When you remove the CEE Ops Center deployment from the SMI Cluster Manager, the CEE namespace is also deleted. This action in turn deletes the secrets from the Kubernetes, which restricts access to the old database. Even when you have the CEE Ops Center deployed again, you will only have a new secret created and cannot restore the deleted secret.

To resolve this issue:

  • Delete the persisted database manually on the OAM nodes located here:

    /data/<cee-namespace>/data-postgres-x). or

  • Upgrade the deployed software of the network function. To upgrade, perform the following:

    1. Edit the default helm repository the software uses through NETCONF/RESTCONF or CLI.

      helm repository base-repos url  <url from the SMI deployer> 
      Example:
      helm repository base-repos url https://charts.10.192.1.101.nip.io/cee-2019-09-30

      Note


      The show system status command indicates the percentage of software upgrade process completed for the network function.

When the /data is corrupted

When the /data is corrupted, you must remove the /data to resolve the authentication error.

Network Connection Reset

Problem

This section describes how to resolve the network connection reset issue in Geographical Redundancy (GR) deployment.

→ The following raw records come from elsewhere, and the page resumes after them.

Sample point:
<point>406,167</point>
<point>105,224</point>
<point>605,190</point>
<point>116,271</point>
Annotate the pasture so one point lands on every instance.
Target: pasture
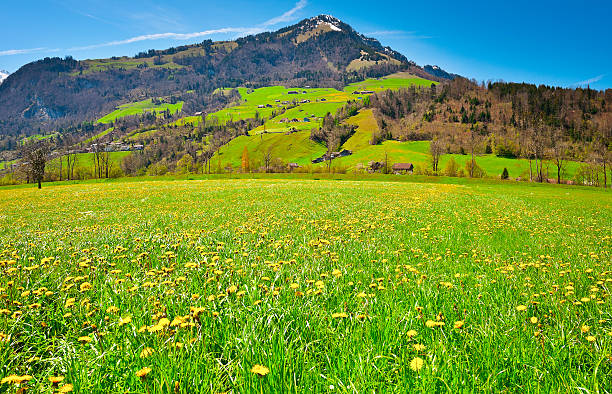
<point>305,286</point>
<point>140,107</point>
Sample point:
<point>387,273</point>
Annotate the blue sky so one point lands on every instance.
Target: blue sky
<point>552,42</point>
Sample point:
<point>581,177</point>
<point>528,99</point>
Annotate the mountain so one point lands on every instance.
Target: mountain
<point>438,72</point>
<point>322,51</point>
<point>3,75</point>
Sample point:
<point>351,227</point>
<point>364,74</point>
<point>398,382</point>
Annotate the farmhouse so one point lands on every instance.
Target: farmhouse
<point>402,168</point>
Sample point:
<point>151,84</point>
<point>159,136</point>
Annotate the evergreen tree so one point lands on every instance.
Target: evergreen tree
<point>245,160</point>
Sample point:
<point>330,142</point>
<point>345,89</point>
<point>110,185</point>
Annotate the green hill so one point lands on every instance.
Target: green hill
<point>140,107</point>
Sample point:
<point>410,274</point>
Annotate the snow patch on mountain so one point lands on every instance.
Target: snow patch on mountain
<point>3,75</point>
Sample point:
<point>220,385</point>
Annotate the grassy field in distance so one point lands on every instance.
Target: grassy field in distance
<point>303,285</point>
<point>140,107</point>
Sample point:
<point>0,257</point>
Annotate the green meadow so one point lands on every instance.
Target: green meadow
<point>140,107</point>
<point>303,285</point>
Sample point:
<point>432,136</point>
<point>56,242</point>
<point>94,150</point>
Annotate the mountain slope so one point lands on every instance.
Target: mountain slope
<point>321,51</point>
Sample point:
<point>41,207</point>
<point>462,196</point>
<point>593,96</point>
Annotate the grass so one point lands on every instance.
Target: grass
<point>85,163</point>
<point>99,135</point>
<point>299,149</point>
<point>140,107</point>
<point>330,285</point>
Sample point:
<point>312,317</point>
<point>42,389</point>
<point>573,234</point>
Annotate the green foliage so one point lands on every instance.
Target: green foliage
<point>391,286</point>
<point>451,167</point>
<point>185,164</point>
<point>141,107</point>
<point>474,170</point>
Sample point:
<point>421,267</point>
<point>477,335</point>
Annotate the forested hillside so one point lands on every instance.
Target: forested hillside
<point>55,93</point>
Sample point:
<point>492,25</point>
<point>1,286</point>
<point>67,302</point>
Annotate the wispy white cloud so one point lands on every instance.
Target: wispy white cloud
<point>285,17</point>
<point>398,33</point>
<point>589,81</point>
<point>161,36</point>
<point>10,52</point>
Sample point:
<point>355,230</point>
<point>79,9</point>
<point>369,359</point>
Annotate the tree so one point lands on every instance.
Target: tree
<point>36,159</point>
<point>436,149</point>
<point>559,152</point>
<point>185,164</point>
<point>451,168</point>
<point>268,159</point>
<point>245,160</point>
<point>474,143</point>
<point>602,145</point>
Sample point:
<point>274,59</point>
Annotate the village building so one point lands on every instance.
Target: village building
<point>402,168</point>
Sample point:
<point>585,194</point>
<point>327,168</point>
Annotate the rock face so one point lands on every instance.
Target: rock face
<point>320,51</point>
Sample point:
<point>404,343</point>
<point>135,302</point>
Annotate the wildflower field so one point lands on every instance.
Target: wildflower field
<point>305,286</point>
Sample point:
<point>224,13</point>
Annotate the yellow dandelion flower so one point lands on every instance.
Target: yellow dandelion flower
<point>260,370</point>
<point>143,372</point>
<point>416,364</point>
<point>67,388</point>
<point>56,379</point>
<point>146,352</point>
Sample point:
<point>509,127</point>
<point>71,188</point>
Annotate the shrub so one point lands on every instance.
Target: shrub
<point>451,168</point>
<point>478,171</point>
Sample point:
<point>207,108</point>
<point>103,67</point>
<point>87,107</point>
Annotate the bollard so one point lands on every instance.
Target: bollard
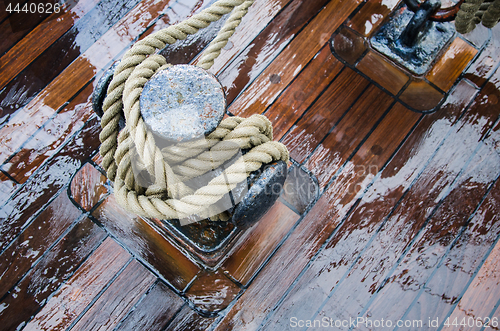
<point>183,103</point>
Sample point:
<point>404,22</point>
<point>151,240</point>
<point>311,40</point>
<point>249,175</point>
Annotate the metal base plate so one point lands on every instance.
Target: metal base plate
<point>419,58</point>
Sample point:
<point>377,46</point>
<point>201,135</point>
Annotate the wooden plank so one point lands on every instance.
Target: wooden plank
<point>433,242</point>
<point>264,90</point>
<point>451,64</point>
<point>303,91</point>
<point>154,311</point>
<point>332,153</point>
<point>56,267</point>
<point>451,278</point>
<point>212,292</point>
<point>308,237</point>
<point>188,319</point>
<point>118,299</point>
<point>77,75</point>
<point>484,66</point>
<point>18,212</point>
<point>39,39</point>
<point>268,44</point>
<point>257,243</point>
<point>7,188</point>
<point>332,262</point>
<point>61,54</point>
<point>87,187</point>
<point>481,297</point>
<point>75,295</point>
<point>3,13</point>
<point>27,249</point>
<point>51,137</point>
<point>19,25</point>
<point>325,113</point>
<point>406,220</point>
<point>146,243</point>
<point>371,15</point>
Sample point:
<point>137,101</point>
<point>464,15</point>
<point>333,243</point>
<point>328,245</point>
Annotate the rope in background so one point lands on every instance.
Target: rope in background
<point>168,197</point>
<point>473,12</point>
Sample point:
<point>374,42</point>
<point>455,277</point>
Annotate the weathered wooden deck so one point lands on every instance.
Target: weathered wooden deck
<point>405,227</point>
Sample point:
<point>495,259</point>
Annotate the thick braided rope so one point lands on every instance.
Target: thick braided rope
<point>169,197</point>
<point>472,12</point>
<point>113,105</point>
<point>150,155</point>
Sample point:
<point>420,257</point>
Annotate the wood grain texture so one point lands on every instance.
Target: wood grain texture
<point>117,299</point>
<point>324,114</point>
<point>153,312</point>
<point>431,245</point>
<point>344,248</point>
<point>56,267</point>
<point>46,142</point>
<point>256,27</point>
<point>88,187</point>
<point>73,297</point>
<point>451,278</point>
<point>264,90</point>
<point>75,42</point>
<point>484,66</point>
<point>267,46</point>
<point>341,142</point>
<point>450,65</point>
<point>212,291</point>
<point>481,298</point>
<point>29,247</point>
<point>302,92</point>
<point>33,197</point>
<point>308,237</point>
<point>409,216</point>
<point>188,319</point>
<point>146,243</point>
<point>257,243</point>
<point>39,39</point>
<point>7,188</point>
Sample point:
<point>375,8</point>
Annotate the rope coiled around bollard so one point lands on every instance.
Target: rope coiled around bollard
<point>168,197</point>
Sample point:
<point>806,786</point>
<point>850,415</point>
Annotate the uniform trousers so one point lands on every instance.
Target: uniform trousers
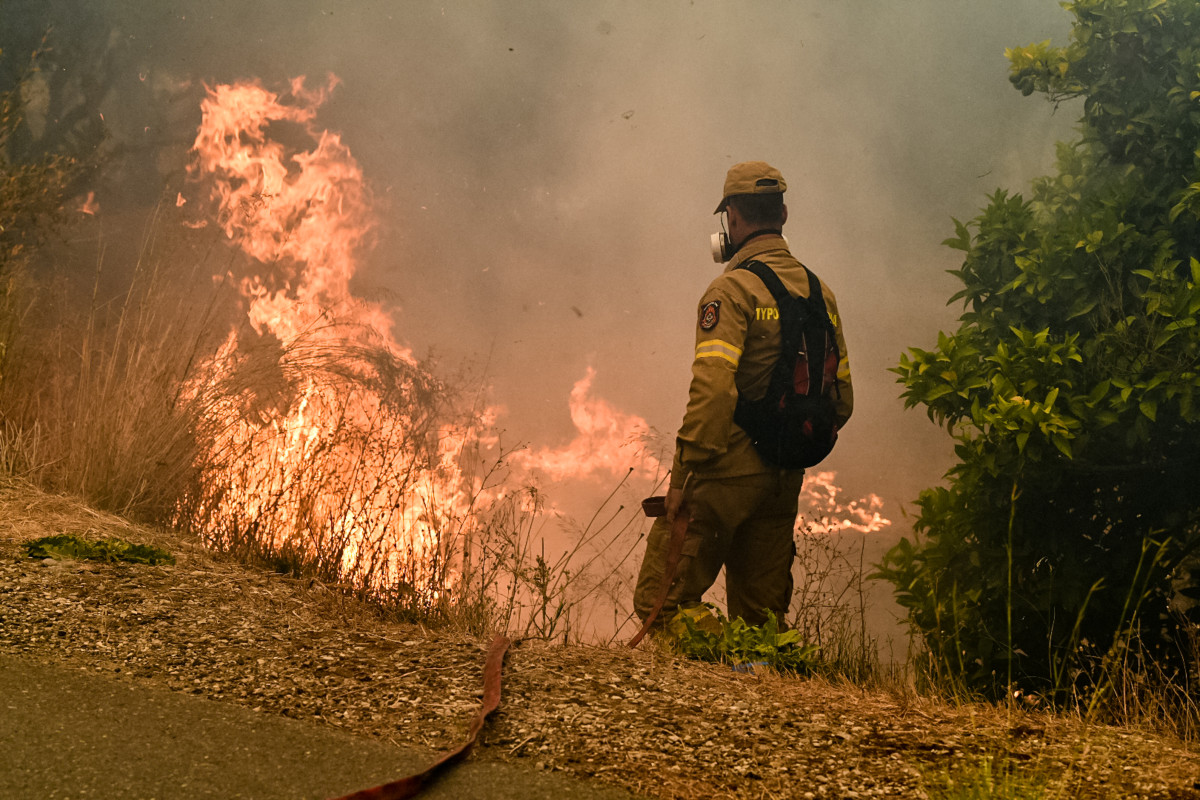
<point>745,524</point>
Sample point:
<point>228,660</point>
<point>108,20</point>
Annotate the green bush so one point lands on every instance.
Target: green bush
<point>1072,385</point>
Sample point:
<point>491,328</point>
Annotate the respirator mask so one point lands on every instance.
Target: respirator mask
<point>723,248</point>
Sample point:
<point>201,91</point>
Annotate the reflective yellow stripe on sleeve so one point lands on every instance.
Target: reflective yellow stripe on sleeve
<point>719,349</point>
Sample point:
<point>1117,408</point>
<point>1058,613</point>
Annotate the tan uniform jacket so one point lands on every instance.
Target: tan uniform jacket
<point>737,346</point>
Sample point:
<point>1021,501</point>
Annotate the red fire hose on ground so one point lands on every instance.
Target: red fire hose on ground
<point>411,785</point>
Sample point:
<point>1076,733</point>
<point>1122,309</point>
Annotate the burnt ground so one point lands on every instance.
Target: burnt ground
<point>646,721</point>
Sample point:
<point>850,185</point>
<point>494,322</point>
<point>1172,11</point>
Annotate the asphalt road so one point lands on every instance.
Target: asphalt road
<point>66,733</point>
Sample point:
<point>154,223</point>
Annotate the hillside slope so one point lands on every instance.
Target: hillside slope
<point>642,720</point>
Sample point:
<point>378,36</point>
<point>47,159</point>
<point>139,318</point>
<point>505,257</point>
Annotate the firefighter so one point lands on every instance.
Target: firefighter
<point>742,510</point>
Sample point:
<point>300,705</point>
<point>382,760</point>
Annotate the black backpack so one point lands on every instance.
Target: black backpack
<point>795,425</point>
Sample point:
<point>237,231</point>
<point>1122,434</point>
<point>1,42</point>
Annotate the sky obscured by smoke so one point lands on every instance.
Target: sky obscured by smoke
<point>545,173</point>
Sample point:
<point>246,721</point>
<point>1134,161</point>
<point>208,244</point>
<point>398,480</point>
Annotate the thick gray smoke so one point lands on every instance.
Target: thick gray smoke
<point>546,172</point>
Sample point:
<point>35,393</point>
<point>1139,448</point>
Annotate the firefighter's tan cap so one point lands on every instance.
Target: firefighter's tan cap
<point>751,178</point>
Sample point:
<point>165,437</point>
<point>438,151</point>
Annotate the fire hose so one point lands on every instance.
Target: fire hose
<point>411,785</point>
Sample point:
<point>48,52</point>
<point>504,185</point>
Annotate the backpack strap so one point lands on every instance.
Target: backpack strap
<point>790,329</point>
<point>779,292</point>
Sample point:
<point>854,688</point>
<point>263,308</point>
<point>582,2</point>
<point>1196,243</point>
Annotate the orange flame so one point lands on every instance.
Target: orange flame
<point>607,441</point>
<point>823,512</point>
<point>345,458</point>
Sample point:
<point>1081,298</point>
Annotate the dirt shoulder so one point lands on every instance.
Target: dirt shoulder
<point>640,720</point>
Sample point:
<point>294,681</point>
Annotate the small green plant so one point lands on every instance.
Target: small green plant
<point>69,546</point>
<point>737,643</point>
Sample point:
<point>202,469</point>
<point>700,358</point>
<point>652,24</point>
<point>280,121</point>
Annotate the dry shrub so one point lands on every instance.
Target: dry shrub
<point>90,390</point>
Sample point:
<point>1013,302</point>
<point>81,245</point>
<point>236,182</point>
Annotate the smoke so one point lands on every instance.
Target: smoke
<point>545,172</point>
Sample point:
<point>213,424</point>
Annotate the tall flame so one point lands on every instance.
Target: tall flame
<point>331,440</point>
<point>607,441</point>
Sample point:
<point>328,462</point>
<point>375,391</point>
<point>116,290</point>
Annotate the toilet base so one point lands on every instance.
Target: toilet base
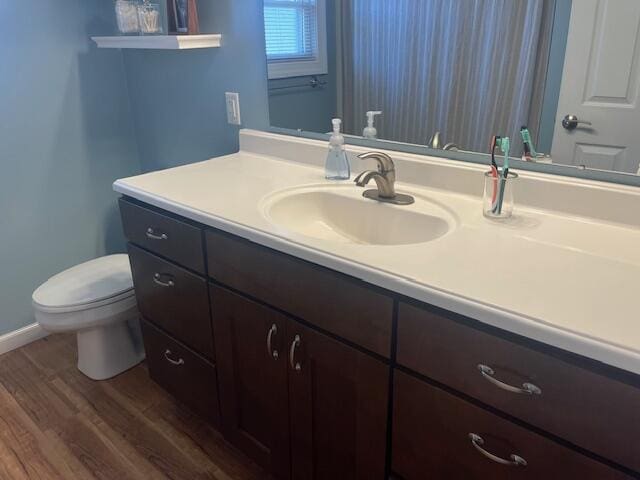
<point>106,351</point>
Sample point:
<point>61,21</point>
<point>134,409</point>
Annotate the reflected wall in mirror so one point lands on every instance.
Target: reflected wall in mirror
<point>449,74</point>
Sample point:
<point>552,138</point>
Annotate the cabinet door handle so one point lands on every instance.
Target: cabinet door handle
<point>528,388</point>
<point>157,278</point>
<point>156,236</point>
<point>292,354</point>
<point>167,354</point>
<point>272,331</point>
<point>514,460</point>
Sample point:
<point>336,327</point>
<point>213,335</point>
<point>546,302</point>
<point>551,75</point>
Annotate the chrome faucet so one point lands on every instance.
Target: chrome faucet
<point>385,178</point>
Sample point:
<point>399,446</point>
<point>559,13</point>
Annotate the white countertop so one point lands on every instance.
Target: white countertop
<point>569,281</point>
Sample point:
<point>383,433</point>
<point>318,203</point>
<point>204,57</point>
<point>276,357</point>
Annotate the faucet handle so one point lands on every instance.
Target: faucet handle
<point>385,162</point>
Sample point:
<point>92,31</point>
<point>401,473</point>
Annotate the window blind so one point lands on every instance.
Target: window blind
<point>291,30</point>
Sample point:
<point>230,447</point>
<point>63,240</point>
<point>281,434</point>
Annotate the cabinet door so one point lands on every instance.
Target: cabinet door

During GR deployments, the SMI Cluster Manager is deployed on one or more remote sites. When the SMI Cluster Manager is deployed in at least two remote sites and if those deployed SMI Cluster Managers use a common Vrrp-router ID over a common VLAN/network with different IPs for running the traffic on SBI interface, the network connection resets with the following error:

Network error connection resets by peer

Resolution

The network connection resets because the Virtual IP (VIP) router ID is not unique across the two SMI Cluster Managers. You must ensure that the VIP router ID is unique while configuring the K8s clusters. For more details on configuring the cluster, see Clusters Configuration section in UCC SMI Operations Guide Guide.

Vulnerability Scan Reports a False Error Message During the Directory Listing

This section describes how to handle the false error that gets displayed during the vulnerability scan.

Problem

The Show TAC debug package interface requires the Director Listing feature configured. For debugging issues, the operator collects the TAC logs from the directory listing. However, the vulnerability scan incorrectly reports a security error during the listing.

Resolution

The error is invalid since the show-tac-url is secured through password protection, indicating no vulnerability threat associated with this operation.